On February 19, 1978, after Fort Totten station opened, K6 was truncated to only operate between the White Oak Shopping Center and Fort Totten station. The remaining segment of K6's original routing between Fort Totten and Metro Center was replaced by WMATA's brand new route K4, which was designed to operate between Fort Totten and Metro Center.

On December 29, 2013, route K6 discontinued all service to the Food and Drug Administration and instead remained straight along New Hampshire Avenue. Service would be replaced by route K9 which was extended from Northwest Park.

When the Takoma Langley Crossroads Transit Center opened on December 22, 2016, the K6 was rerouted, along with several other Metrobus, Ride On buses, Shuttle UM and TheBus routes, to serve the newly opened Transit Center. Route K6 would serve Bus Bay A (Northbound) and Bus Bay G (Southbound) alongside route K9.

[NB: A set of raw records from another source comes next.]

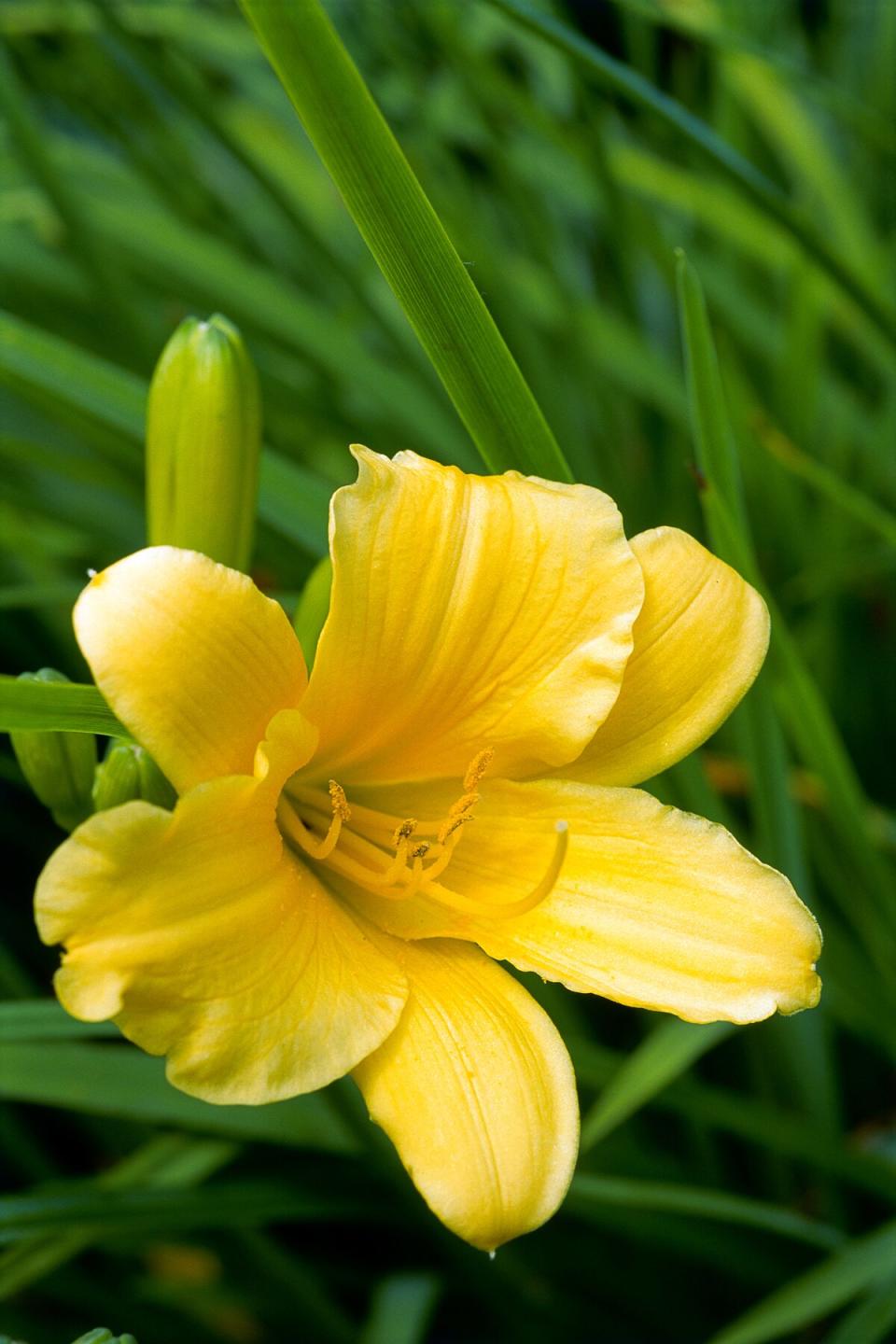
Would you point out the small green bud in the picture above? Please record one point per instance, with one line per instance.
(128, 772)
(203, 442)
(60, 766)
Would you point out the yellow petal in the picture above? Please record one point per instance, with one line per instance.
(653, 906)
(192, 659)
(699, 643)
(476, 1090)
(210, 945)
(468, 611)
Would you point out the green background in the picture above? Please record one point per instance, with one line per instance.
(734, 1185)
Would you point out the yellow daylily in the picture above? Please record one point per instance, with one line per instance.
(348, 852)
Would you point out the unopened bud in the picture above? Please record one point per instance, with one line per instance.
(203, 442)
(128, 772)
(58, 766)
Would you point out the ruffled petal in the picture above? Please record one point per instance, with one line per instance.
(468, 611)
(192, 659)
(653, 907)
(476, 1090)
(699, 643)
(207, 944)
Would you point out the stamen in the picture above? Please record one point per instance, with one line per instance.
(477, 767)
(297, 831)
(404, 831)
(449, 827)
(339, 801)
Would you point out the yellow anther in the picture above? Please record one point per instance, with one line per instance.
(450, 825)
(339, 801)
(477, 767)
(404, 831)
(464, 804)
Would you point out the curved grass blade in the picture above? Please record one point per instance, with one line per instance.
(871, 1322)
(406, 237)
(691, 1200)
(58, 706)
(110, 1080)
(661, 1057)
(637, 91)
(72, 384)
(862, 1264)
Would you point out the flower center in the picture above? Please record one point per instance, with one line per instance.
(399, 861)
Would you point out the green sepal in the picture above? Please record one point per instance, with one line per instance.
(60, 766)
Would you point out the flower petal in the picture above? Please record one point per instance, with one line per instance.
(211, 946)
(468, 611)
(699, 643)
(653, 906)
(476, 1090)
(192, 659)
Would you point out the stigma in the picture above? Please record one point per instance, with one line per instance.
(399, 861)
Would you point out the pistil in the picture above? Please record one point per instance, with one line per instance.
(406, 874)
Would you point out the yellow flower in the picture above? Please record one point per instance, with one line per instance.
(349, 852)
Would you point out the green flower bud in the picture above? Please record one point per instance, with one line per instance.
(203, 442)
(128, 772)
(60, 766)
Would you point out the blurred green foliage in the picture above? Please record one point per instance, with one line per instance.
(735, 1185)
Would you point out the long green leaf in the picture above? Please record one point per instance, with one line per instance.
(156, 1211)
(61, 706)
(661, 1057)
(589, 1191)
(807, 720)
(859, 1267)
(170, 1161)
(402, 1309)
(45, 1019)
(406, 238)
(110, 1080)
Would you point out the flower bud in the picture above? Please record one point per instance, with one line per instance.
(128, 772)
(203, 442)
(58, 766)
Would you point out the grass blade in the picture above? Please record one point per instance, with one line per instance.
(713, 1204)
(110, 1080)
(406, 238)
(58, 706)
(641, 93)
(859, 1267)
(661, 1057)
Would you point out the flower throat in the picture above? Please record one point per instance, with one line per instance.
(418, 852)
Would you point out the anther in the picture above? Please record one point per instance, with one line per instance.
(339, 801)
(449, 827)
(477, 767)
(299, 833)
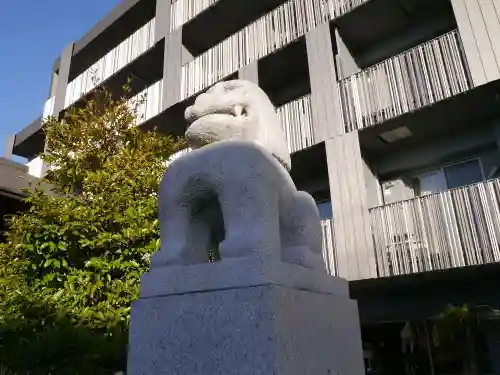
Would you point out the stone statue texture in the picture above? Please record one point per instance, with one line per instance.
(233, 192)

During the COVID-19 pandemic, the K6 operated on its Saturday supplemental schedule beginning on March 16, 2020. It however began operating on its Sunday service on March 18, 2020. Weekend service was also reduced to operate every 30 minutes. Route K6 regular service was restored on August 23, 2020.

On September 5, 2021, service was also increased to operate every 12 minutes daily between 7 a.m. to 9 p.m.

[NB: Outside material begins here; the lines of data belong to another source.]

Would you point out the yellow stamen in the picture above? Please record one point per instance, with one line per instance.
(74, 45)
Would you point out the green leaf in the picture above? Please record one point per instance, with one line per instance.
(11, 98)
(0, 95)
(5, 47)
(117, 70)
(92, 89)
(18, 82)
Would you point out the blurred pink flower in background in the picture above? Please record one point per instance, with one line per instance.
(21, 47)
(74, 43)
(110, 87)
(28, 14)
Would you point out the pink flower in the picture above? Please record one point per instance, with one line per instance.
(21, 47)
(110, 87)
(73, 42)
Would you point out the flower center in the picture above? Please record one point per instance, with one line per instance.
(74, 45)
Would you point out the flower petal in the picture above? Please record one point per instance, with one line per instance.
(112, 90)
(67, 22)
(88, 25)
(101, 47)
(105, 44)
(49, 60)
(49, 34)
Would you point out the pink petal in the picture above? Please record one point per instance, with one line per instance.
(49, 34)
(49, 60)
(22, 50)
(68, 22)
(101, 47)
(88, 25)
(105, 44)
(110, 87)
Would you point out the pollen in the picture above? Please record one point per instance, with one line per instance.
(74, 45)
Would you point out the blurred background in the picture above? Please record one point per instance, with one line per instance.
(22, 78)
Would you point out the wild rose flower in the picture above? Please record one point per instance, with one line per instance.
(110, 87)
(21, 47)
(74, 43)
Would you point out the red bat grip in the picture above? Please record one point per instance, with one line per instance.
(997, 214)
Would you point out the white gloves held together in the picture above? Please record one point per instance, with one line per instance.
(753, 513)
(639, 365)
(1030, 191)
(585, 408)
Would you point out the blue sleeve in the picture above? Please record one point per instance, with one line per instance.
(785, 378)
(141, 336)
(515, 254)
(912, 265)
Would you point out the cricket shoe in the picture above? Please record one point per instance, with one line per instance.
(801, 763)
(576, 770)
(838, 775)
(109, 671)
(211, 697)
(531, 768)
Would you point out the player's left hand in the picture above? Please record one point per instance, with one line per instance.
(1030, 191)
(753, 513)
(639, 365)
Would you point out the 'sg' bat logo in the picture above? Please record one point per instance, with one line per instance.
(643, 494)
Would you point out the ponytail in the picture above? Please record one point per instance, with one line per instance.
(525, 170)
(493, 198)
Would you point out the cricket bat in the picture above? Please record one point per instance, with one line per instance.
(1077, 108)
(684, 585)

On June 25, 2023, northbound K6 trips was rerouted to Stuart Lane and Lockwood Drive to terminate in White Oak, service along Old Columbia Pike and inside of White Oak Shopping Center was discontinued.

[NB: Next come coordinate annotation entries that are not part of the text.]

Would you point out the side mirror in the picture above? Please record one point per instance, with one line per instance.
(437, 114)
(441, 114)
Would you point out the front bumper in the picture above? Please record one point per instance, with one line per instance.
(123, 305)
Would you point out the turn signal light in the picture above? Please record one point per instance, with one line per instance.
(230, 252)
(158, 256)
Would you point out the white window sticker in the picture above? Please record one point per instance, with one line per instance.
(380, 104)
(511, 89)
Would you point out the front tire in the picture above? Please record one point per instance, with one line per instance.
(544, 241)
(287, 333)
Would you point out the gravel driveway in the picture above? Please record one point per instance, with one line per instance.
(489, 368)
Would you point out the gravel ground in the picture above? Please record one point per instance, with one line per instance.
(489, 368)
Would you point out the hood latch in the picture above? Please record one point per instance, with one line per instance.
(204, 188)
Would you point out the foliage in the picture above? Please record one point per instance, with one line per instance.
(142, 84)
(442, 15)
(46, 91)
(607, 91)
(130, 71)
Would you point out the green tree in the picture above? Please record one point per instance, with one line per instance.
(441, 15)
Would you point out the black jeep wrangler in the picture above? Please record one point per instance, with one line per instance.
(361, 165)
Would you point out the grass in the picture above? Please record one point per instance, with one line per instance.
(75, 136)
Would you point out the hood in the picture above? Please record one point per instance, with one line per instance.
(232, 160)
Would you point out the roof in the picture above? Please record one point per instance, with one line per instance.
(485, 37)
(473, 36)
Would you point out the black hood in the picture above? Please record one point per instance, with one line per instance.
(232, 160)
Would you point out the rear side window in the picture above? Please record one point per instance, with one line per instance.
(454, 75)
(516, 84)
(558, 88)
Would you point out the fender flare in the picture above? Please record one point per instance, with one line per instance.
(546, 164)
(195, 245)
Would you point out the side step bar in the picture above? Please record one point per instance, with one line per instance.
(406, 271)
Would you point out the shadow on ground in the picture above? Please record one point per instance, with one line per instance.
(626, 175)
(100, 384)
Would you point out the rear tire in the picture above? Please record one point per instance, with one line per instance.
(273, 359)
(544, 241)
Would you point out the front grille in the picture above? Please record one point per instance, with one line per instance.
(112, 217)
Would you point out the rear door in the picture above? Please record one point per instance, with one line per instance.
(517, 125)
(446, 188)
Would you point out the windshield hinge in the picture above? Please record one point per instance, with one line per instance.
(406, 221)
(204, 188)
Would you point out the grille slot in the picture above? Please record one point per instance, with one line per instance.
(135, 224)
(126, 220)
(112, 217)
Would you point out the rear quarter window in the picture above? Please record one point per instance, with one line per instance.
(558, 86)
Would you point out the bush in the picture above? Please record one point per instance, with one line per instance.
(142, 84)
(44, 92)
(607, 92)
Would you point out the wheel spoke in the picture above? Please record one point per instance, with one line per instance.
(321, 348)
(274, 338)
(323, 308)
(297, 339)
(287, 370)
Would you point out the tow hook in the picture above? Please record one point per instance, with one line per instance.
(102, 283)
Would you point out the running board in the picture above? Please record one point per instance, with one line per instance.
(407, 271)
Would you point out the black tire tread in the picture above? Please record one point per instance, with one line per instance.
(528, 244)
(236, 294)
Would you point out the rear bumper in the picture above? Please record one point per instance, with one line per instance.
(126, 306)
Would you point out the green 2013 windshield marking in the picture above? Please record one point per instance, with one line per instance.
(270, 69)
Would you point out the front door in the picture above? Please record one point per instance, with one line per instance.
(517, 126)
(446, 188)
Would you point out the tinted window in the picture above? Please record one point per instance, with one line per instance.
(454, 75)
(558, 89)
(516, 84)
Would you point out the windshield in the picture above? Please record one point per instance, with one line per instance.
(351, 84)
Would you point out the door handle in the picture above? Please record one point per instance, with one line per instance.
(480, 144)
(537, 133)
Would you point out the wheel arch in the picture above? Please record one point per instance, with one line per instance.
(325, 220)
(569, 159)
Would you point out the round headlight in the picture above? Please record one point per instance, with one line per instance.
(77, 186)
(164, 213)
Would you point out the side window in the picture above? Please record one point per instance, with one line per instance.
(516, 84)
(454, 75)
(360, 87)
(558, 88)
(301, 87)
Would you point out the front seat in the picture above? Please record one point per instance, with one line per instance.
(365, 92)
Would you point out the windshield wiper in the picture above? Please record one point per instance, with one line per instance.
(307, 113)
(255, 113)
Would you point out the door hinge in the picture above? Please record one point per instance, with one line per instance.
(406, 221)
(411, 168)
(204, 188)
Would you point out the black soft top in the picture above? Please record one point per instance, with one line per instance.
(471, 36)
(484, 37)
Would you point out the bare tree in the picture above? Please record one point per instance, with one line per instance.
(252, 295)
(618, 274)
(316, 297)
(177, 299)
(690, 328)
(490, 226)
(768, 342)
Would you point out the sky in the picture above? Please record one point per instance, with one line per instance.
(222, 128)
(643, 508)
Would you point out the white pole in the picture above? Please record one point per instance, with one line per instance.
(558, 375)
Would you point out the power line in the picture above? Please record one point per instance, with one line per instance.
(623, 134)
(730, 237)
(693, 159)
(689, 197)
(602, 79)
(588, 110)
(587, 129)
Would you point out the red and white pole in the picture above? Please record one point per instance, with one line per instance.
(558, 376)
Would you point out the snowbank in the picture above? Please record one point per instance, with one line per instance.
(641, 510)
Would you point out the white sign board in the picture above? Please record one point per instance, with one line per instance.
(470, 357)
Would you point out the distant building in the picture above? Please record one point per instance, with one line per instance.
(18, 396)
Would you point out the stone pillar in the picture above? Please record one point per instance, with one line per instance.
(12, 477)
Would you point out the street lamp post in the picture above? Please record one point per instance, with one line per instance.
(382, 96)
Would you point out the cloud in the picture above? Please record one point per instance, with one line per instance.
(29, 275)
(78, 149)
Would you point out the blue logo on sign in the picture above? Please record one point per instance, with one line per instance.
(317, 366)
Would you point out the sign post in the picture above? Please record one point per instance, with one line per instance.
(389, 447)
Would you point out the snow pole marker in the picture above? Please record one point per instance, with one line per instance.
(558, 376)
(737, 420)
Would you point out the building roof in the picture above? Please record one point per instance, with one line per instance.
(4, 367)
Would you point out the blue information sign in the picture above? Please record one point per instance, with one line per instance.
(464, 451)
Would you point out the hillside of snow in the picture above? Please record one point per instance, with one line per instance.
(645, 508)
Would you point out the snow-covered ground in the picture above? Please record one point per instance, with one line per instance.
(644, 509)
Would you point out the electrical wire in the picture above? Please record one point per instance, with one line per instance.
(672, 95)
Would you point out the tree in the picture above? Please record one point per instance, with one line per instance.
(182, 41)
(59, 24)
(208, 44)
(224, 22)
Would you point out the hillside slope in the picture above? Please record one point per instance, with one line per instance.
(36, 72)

In 2024 during WMATA's FY2024 Budget crisis, WMATA proposed to eliminate all midnight trips daily on the K6. However on April 25, 2024, Metro’s Board of Directors approved a $4.8 billion capital and operating budget which avoided service cuts.

===Better Bus Redesign===
In 2022, WMATA launched its Better Bus Redesign project, which aimed to redesign the entire Metrobus Network and is the first full redesign of the agency's bus network in its history.

In April 2023, WMATA launched its Draft Visionary Network. As part of the drafts, WMATA proposed to extend the K6 to White Oak Medical Center via Columbia Pike, Tech Road, Broadbirch Drive, Cherry Hill Road, and Plum Orchard Drive. The line would be named Route MD243 in the proposals. Additionally, WMATA also proposed a Route MD144 (Route K9) between Fort Totten station and Colesville via New Hampshire Avenue and would operate alongside the proposed Route MD243. The proposed Route MD144 would combine the existing Route K6 and the current Route C8 and Z2 routing between the intersection of Columbia Pike & New Hampshire Avenue, and the intersection of New Hampshire Avenue & Randolph Road. The difference between the MD144 and the MD243 was that the MD144 would not serve Northwest Park.

During WMATA's Revised Draft Visionary Network, WMATA renamed the MD144 to Route M6X and converted it to a limited-stop express. The MD243 was renamed to Route M62. Both routes kept their same proposed routing. All changes were then proposed during WMATA's 2025 Proposed Network.

During the proposal, the M6X was cut back from Colesville to the Food and Drug Administration headquarters and ultimately became the current routing of Route K9. Route M62 was also renamed to Route M60 and kept its proposed routing.

On November 21, 2024, WMATA approved its Better Bus Redesign Network.

Beginning on June 29, 2025, Route K6 was extended to White Oak Medical Center via Columbia Pike, Tech Road, Broadirch Drive, Cherry Hill Road, and Plum Orchard Drive, and was renamed to the M60. The routing was the same between Fort Totten station and the intersection of New Hampshire Avenue & Lockwood Drive in White Oak.

==Incidents==
- On December 30, 2013, around 3:30 p.m., a K6 driver was killed when her bus began rolling without anybody on board and pinned the driver to a wall at White Oak Shopping Center. Preliminary investigation indicated that the driver attempted to engage the brake by reaching through the driver's window before becoming pinned to the bus. The driver suffered serious injuries and was pronounced dead several hours later.
- On April 14, 2020, a car crashed into the back of a K6 bus around 10 p.m. leaving the three people inside the car pinned and severely injured.